You probably never set out to live on credit or accumulate debt. You began by thinking, “I’ll buy this on credit and then pay it off over time. This’ll help me build my credit and at the same time, get this nifty new computer.” While this seems perfectly reasonable and rational, many of us still end up finding ourselves mired in a swamp of debt despite the fact that we started out with really good intentions.
If you’re stuck deep in debt
If you find yourself stuck in debt and you realize you’ve accumulated much more than you could ever hope to pay off, what can you do? One answer is to borrow the money to pay off all those debts in the form of a debt consolidation loan.
The advantages
The advantages of a debt consolidation loan are that it would eliminate all those payments you’ve been making every month and substitute, instead, just a single payment. That payment should be dramatically less than the sum of the payments you’ve been making and at a decidedly cheaper interest rate. For example, you might be able to swap monthly payments totaling $1200 for a single payment of $350. Wouldn’t that make life seem brighter to you?
Catch-22
The author Joseph Heller coined the phrase “catch-22” in his book also named Catch-22. If you’re not familiar with a catch-22, it’s a situation of paradoxes where the person cannot or is unable to elude a problem due to contradictory constraints or rules. The way it applies here is that the deeper you are in debt, the more you need the loan but the more you’re in debt, the harder it is to get a loan. To put this a simpler way, banks love to loan money to people who don’t need it. In comparison, they hate loaning money to people who really, really need it.
There are options
Fortunately, you do have some options even if you’re hip-deep in debt. These include:
- Apply for a secured loan
- Get a peer-two-peer loan
- Get a secured credit card
- Apply at a credit union
- Apply for a bad credit loan
- Borrow money from friends or family members
- Find a co-signer
Explaining these options
Some of these options are self-explanatory. For example, borrowing money from family members or friends is just that. So, too, is applying for a loan at a credit union. However, some of the others require a bit of explanation.
Get a peer-to-peer loan
A new form of lending that has emerged over the past few years is called peer-to-peer lending. This is where you borrow money directly from another person or group of people with no intervening financial institution such as a bank. The five most popular peer-to-peer lenders as of this writing were.
- Prosper
- Lending Club
- Peerform
- GreenNote
- People Capital
How this works
The way that peer-to-peer lending works is roughly the same as applying for a conventional loan. You go online, choose a lender and then fill out an application. In the case of Lending Club, it has interest rates that vary from 6.78% to 29. 99%. To get started, you first click on a box titled Check Your Rate. You then fill in information such as how much you need, how you’ll use the money and your credit score. Once you’ve done this, you will go to a page where you fill in your first and last name, street address, date of birth, yearly income, ZIP Code and so forth. Following this, you will see your interest rate and can then decide whether or not to get the loan. The other four peer-to-peer lenders have slightly different application procedures but they all tend to ask for the same information.

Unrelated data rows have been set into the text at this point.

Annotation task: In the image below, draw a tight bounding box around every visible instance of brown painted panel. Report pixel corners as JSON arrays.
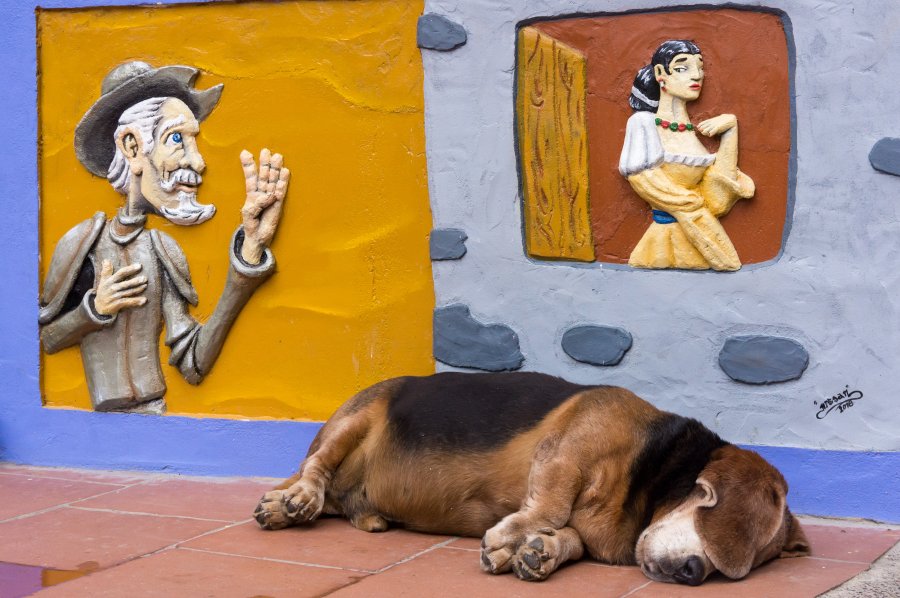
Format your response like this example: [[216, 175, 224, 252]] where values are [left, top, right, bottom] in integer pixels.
[[531, 9, 790, 265]]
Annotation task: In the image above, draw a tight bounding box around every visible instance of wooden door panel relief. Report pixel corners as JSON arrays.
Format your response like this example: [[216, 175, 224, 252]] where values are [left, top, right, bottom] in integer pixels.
[[517, 26, 595, 262]]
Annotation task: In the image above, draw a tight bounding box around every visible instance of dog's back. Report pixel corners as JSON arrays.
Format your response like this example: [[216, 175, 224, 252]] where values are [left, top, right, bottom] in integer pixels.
[[327, 372, 665, 538], [387, 371, 601, 450]]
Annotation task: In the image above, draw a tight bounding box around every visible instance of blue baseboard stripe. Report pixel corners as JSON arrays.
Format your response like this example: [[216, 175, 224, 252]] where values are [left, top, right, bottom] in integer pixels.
[[1, 405, 897, 523]]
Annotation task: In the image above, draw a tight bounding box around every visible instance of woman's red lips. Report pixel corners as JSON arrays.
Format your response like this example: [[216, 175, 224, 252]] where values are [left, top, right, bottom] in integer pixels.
[[690, 84, 701, 89]]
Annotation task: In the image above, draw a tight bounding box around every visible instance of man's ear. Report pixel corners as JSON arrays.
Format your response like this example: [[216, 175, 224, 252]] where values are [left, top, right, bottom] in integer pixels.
[[116, 130, 143, 174], [780, 513, 811, 558]]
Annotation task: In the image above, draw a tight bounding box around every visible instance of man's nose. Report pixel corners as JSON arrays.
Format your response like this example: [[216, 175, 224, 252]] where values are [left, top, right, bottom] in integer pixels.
[[180, 141, 205, 174]]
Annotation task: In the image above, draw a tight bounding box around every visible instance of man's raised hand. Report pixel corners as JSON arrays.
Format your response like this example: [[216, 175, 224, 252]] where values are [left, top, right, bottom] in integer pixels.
[[240, 148, 290, 265]]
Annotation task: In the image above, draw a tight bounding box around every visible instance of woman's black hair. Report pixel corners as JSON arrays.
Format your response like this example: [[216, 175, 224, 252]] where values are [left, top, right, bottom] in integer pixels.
[[629, 40, 702, 112]]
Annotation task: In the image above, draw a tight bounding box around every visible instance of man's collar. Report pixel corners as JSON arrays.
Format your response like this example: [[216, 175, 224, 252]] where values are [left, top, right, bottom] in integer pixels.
[[109, 207, 147, 245]]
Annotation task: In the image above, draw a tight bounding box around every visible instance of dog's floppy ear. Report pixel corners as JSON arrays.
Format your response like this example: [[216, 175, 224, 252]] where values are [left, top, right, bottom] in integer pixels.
[[694, 446, 787, 579], [780, 512, 811, 558]]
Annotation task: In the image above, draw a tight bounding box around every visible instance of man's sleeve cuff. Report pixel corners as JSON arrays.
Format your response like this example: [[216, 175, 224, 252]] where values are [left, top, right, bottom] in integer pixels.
[[230, 227, 276, 278], [83, 290, 117, 326]]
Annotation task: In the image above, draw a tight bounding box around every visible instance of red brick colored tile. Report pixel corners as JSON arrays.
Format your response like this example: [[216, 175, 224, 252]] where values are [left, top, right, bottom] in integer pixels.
[[0, 465, 147, 485], [35, 547, 367, 598], [803, 524, 900, 562], [0, 506, 224, 570], [327, 546, 651, 598], [445, 536, 483, 551], [183, 518, 453, 572], [77, 478, 273, 522], [630, 556, 869, 598], [0, 474, 124, 521]]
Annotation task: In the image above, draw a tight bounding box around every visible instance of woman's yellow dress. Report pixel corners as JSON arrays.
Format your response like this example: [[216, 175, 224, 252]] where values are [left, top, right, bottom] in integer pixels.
[[619, 111, 754, 271]]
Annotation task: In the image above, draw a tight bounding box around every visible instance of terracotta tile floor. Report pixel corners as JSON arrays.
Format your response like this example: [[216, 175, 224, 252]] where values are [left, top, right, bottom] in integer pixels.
[[0, 463, 896, 597]]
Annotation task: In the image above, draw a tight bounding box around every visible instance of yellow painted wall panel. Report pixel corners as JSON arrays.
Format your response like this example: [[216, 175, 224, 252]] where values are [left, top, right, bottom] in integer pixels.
[[38, 0, 434, 421], [517, 26, 594, 261]]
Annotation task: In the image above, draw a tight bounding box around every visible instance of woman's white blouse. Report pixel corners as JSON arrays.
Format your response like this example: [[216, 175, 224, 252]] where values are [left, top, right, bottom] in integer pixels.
[[618, 111, 715, 177]]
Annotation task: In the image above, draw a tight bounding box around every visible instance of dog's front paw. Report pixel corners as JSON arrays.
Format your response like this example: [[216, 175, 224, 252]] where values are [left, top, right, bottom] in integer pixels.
[[254, 490, 297, 530], [283, 479, 324, 523], [480, 541, 514, 574], [480, 522, 522, 574], [511, 532, 556, 581]]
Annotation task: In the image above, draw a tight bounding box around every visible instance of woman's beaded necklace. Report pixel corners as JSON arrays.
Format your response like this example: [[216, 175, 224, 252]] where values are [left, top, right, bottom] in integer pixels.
[[655, 117, 693, 132]]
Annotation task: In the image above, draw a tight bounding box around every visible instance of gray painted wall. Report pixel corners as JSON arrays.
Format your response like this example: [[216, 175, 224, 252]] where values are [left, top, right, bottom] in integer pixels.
[[422, 0, 900, 451]]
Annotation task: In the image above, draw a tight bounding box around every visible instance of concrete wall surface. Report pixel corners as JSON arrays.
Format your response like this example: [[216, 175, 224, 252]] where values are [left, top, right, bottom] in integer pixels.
[[423, 0, 900, 453]]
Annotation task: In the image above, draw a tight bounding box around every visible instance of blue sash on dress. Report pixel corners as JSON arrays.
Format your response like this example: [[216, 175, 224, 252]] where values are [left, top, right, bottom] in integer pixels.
[[652, 210, 677, 224]]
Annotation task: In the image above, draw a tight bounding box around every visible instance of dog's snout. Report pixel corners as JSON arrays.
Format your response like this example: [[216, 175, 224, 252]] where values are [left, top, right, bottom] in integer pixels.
[[671, 556, 705, 586]]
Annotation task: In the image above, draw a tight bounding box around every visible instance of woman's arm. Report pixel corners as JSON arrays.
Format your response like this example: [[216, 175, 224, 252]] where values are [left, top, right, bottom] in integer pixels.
[[696, 114, 754, 216], [697, 114, 738, 179], [627, 167, 705, 213]]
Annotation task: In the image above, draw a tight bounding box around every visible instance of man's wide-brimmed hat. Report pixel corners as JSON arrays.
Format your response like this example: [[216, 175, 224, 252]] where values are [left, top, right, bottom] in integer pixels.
[[74, 61, 223, 177]]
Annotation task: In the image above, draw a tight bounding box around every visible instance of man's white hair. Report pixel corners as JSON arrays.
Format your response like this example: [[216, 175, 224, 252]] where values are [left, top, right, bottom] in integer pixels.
[[107, 97, 168, 194]]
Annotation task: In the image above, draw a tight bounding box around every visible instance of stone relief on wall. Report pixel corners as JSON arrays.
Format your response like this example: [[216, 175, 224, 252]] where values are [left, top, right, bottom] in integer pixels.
[[516, 10, 791, 268], [620, 40, 754, 271], [39, 62, 289, 413]]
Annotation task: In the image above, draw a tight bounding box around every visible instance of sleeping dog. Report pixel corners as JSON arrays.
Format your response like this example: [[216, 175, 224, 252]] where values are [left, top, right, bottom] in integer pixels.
[[254, 372, 810, 585]]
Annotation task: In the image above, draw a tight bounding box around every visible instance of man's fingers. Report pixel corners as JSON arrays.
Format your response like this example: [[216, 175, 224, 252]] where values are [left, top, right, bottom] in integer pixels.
[[108, 263, 143, 284], [100, 260, 114, 280], [113, 297, 147, 310], [271, 168, 290, 202], [241, 150, 258, 193], [274, 180, 288, 202], [265, 153, 282, 195], [250, 192, 279, 213], [110, 275, 148, 293], [241, 195, 277, 223], [257, 148, 272, 193], [113, 283, 148, 299], [270, 152, 283, 170]]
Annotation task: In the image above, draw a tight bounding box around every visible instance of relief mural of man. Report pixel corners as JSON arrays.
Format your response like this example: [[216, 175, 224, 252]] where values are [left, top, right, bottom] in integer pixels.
[[39, 62, 290, 414]]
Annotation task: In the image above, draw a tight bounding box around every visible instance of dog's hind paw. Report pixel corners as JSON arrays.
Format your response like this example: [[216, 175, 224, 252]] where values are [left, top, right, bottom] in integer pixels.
[[350, 512, 389, 532]]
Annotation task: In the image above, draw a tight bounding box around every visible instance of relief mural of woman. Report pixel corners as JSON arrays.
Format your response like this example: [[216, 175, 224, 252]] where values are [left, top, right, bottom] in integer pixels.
[[619, 40, 754, 271]]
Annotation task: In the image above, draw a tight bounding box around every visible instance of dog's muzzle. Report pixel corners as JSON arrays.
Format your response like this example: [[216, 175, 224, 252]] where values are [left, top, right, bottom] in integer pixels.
[[642, 555, 707, 586]]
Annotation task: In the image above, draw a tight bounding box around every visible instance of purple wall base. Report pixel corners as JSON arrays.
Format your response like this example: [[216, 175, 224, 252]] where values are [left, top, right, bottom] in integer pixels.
[[0, 408, 318, 478], [748, 446, 899, 524], [0, 404, 896, 523]]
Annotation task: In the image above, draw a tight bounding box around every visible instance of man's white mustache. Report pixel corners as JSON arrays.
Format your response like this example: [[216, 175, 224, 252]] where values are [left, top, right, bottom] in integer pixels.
[[160, 191, 216, 226], [159, 168, 203, 192]]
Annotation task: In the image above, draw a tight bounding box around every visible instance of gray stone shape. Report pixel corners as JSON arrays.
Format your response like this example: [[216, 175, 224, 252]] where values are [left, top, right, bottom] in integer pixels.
[[718, 335, 809, 384], [561, 325, 632, 366], [869, 138, 900, 177], [417, 14, 468, 51], [434, 304, 524, 371], [430, 228, 468, 260]]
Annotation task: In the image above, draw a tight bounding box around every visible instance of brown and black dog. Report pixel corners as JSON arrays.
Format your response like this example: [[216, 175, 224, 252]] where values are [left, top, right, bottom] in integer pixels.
[[254, 372, 810, 585]]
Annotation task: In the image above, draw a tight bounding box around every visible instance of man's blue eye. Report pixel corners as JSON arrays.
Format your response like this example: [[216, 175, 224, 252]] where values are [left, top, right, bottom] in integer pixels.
[[170, 132, 182, 144]]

And here’s a video with more information about peer-to-peer lending and how this really works.
Get a secured loan
If you own your own home or have another valuable asset you could use as collateral, you might be able to get a secured loan. Banks and credit unions are often more willing to provide loans to people who are in trouble with debt if they have something they can pledge as collateral. The reason for this is because this lessens their risk. If you were to default on the loan, they could repossess your asset – such as your house – and would not lose as much money as they would in the case of an unsecured loan.

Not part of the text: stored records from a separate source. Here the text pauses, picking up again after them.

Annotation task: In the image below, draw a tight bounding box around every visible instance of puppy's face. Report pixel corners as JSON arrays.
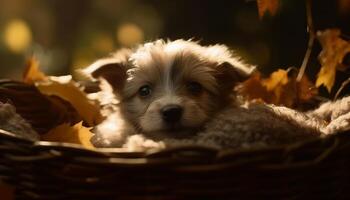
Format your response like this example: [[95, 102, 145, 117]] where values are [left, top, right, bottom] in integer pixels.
[[87, 40, 254, 139], [123, 52, 222, 139]]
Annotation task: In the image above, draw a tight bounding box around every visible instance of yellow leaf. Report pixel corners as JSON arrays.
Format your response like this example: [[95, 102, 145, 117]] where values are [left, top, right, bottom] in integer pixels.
[[263, 69, 291, 106], [41, 122, 94, 149], [263, 69, 288, 91], [35, 75, 103, 126], [257, 0, 280, 19], [316, 64, 337, 92], [316, 29, 350, 92], [23, 57, 48, 84]]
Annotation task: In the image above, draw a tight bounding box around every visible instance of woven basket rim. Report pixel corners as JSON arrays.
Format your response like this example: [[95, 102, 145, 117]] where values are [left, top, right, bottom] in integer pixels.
[[0, 127, 333, 153], [0, 128, 346, 167], [2, 127, 350, 200]]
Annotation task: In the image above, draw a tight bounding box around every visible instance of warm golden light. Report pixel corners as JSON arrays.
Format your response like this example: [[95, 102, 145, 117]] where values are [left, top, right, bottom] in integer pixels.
[[92, 33, 114, 53], [3, 19, 32, 53], [116, 23, 144, 46]]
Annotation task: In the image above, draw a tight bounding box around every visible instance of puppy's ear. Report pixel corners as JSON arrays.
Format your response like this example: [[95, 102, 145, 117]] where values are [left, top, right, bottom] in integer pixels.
[[89, 62, 127, 92], [215, 62, 255, 93], [83, 49, 132, 93]]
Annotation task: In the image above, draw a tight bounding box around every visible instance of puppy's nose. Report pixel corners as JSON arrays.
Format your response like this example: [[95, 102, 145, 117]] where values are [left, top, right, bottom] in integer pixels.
[[161, 105, 183, 123]]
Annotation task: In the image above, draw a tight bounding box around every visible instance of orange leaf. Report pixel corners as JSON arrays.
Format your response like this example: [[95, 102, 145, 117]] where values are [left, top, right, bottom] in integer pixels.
[[35, 76, 103, 126], [41, 122, 94, 149], [316, 29, 350, 92], [238, 69, 317, 108], [262, 69, 288, 91], [257, 0, 280, 19], [22, 60, 103, 126], [237, 72, 271, 102], [23, 57, 48, 84], [297, 75, 318, 102], [262, 69, 294, 107]]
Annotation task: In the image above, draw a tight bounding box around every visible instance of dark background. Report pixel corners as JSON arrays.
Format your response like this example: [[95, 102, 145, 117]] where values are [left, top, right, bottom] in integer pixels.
[[0, 0, 349, 96]]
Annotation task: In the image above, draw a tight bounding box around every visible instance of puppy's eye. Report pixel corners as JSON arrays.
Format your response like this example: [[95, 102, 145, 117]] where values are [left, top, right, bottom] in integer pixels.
[[187, 81, 203, 94], [138, 85, 152, 97]]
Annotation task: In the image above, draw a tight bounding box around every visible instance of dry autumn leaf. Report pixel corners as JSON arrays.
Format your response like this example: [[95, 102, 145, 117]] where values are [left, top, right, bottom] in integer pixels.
[[23, 58, 103, 126], [316, 29, 350, 92], [257, 0, 280, 19], [237, 72, 271, 102], [0, 80, 81, 134], [41, 122, 94, 149], [237, 69, 317, 108], [35, 76, 103, 126], [23, 57, 48, 84], [297, 74, 318, 102], [265, 69, 298, 107]]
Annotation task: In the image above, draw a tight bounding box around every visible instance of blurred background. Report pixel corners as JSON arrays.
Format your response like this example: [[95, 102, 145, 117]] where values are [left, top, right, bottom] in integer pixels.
[[0, 0, 349, 95]]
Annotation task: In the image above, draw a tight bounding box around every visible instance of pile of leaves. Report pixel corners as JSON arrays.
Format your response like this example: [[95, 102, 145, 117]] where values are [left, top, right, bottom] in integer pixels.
[[0, 58, 103, 149], [238, 28, 350, 108], [242, 0, 350, 107]]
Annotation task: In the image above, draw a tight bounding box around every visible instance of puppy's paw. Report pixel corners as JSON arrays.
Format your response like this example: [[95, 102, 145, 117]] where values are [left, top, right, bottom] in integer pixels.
[[91, 112, 136, 148], [123, 134, 166, 152]]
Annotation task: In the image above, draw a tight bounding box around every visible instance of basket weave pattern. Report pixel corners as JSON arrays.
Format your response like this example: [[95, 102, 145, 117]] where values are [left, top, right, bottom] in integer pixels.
[[0, 128, 350, 199]]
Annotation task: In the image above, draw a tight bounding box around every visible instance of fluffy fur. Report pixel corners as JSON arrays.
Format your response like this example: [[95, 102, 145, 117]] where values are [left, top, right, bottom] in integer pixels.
[[0, 102, 39, 141], [85, 40, 350, 151]]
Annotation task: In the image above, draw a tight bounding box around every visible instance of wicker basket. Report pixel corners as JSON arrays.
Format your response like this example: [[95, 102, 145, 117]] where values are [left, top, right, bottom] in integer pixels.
[[1, 128, 350, 199], [1, 80, 350, 199]]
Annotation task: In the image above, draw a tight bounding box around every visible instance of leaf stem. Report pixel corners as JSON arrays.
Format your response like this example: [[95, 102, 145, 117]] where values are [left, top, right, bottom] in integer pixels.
[[297, 0, 315, 82], [334, 77, 350, 100]]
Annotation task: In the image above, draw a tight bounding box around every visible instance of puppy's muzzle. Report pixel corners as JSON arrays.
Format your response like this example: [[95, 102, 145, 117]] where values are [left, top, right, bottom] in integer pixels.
[[161, 104, 183, 123]]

Apply for a bad credit loan
There are actually consolidation loans for people who have bad credit called bad credit loans. As an example of this, Direct Lenders Finance offers loans for people with bad credit up to $10,000. These are unsecured loans with terms of six months to five years. Unfortunately, you will not be able to see your interest rate until you have submitted your information and met their “minimum requirements.” So you could go through the entire process only to find that you would have a sky-high interest rate beyond anything you would want to pay.
Find a cosigner
You might be able to get an unsecured loan with a reasonable interest rate if you were able to find a cosigner. This is a person who would sign for the loan along with you. He or she would have to have a good credit score and a good credit report. Banks and credit unions look favorably on cosigners because should you miss a payment or more, they have another person that could make up the difference.